Leuk en aantrekkelijk boekje
Het boek Mijn oma en ik is een luxe gebonden uitgave en is in een beperkte oplage gedrukt door Albani drukkers, Den Haag. Het kan worden besteld. Wie geïnteresseerd is in ons familieboek Het Westlandse geslacht Vreugdenhil – en wie is dat niet? – zou ik willen aanraden Mijn oma en ik aan te schaffen, omdat je dat boekwerkje als een aanvulling op ons familieboek kunt beschouwen. Je vindt daarin niet alleen de levensgeschiedenis van een van onze naamgenoten vermeld, maar je kunt er ook uit afleiden hoe het leven van veel meer naamgenoten in het Westland zich zou kunnen hebben ontwikkeld.

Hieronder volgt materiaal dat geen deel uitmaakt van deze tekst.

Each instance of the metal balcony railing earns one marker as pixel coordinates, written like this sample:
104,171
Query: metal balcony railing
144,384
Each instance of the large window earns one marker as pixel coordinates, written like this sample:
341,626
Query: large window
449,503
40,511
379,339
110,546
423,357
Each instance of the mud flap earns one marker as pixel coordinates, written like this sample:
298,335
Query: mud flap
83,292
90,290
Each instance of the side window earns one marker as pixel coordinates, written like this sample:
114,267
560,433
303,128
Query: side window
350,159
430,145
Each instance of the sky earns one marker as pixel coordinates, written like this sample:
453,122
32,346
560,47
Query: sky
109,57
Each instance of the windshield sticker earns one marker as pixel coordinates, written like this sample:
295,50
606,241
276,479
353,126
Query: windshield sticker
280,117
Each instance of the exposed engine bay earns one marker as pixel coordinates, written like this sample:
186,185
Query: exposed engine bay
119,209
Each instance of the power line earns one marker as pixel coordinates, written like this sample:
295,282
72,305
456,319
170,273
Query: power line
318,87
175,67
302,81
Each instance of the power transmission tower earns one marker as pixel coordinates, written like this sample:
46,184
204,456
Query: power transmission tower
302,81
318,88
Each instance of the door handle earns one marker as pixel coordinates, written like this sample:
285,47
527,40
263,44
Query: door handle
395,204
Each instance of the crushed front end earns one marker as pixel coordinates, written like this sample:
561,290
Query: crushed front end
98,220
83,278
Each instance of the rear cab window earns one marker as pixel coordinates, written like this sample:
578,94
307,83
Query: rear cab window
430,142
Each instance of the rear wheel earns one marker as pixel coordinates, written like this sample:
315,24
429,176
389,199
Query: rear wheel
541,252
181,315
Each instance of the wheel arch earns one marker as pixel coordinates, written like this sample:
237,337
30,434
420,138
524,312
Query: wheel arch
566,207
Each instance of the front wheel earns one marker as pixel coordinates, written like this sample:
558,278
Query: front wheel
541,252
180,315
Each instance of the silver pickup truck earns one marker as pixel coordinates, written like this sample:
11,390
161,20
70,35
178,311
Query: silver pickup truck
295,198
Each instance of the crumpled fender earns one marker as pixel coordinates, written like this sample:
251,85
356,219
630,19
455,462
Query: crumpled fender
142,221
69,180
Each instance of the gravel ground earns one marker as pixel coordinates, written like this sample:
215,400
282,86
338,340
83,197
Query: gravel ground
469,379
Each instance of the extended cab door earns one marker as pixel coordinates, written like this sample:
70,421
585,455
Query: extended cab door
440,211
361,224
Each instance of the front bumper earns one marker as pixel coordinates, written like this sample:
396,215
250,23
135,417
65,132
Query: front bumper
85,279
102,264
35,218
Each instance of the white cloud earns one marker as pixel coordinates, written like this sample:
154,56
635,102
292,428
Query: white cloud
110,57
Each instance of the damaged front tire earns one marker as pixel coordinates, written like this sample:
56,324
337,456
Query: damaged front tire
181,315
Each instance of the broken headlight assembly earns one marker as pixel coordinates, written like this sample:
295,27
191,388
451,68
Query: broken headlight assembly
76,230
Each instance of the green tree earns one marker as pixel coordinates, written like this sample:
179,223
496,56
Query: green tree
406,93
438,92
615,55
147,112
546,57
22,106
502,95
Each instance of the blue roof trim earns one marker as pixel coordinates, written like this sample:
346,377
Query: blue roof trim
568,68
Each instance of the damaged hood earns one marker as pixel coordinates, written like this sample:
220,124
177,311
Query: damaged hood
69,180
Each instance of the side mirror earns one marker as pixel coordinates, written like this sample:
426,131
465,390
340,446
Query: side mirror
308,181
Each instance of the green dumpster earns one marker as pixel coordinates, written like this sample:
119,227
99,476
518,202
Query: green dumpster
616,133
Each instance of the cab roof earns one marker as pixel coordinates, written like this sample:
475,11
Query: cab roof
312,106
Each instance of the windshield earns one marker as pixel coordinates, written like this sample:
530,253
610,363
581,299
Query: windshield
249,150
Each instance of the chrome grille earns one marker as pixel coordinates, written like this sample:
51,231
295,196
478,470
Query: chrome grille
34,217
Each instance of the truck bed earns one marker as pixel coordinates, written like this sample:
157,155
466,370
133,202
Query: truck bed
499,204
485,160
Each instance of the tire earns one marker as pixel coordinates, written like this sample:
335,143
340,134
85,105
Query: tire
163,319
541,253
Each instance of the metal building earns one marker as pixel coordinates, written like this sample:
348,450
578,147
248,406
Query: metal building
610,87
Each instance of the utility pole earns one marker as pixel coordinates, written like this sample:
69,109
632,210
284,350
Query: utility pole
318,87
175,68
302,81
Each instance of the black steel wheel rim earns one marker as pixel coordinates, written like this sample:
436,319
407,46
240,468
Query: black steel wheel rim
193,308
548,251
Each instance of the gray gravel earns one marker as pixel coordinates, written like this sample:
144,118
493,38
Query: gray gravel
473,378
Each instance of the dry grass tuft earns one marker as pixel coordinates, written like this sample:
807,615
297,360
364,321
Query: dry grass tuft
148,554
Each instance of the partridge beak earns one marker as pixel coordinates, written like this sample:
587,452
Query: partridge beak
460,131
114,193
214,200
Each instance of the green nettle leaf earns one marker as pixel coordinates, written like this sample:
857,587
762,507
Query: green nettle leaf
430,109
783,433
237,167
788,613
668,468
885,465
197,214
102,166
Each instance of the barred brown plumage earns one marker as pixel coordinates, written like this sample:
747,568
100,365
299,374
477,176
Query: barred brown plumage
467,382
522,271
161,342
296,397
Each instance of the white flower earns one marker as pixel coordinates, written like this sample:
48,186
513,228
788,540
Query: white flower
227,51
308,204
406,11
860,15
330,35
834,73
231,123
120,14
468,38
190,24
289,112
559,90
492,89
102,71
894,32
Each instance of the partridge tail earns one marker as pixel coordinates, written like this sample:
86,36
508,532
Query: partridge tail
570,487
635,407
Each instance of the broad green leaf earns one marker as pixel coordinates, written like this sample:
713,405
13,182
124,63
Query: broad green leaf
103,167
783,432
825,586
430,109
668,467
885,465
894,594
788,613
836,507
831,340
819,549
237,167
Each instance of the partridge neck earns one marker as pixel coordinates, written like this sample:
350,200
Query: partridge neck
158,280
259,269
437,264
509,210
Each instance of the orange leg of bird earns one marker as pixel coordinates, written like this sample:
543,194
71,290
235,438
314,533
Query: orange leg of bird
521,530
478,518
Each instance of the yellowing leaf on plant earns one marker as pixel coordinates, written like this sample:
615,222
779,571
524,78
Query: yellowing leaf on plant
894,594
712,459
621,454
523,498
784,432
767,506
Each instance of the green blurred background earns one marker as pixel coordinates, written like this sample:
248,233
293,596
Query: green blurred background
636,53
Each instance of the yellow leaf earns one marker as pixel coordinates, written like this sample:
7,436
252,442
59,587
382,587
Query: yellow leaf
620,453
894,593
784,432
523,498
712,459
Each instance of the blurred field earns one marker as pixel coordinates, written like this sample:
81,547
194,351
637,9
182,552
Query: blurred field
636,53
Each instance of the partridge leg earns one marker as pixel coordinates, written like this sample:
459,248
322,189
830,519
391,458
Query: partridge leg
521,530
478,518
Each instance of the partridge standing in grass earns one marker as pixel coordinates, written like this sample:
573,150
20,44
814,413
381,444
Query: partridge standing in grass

Anja Romeins boek kreeg ruimschoots aandacht in de Westlandse Courant met o.m. een paginagrote foto van oma en kleindochter.
Mevrouw M. A. Vreugdenhil-Dijkshoorn ( C X y) uit De Lier las het boek inmiddels en schreef ons o.a. het volgende: ‘Ik kan mij zo voorstellen dat Anja Romein genoten heeft van al die tijd dat haar oma haar levensverhaal vertelde en zij de kans had het te verwerken en er in een leuk en aantrekkelijk boekje over kon schrijven.’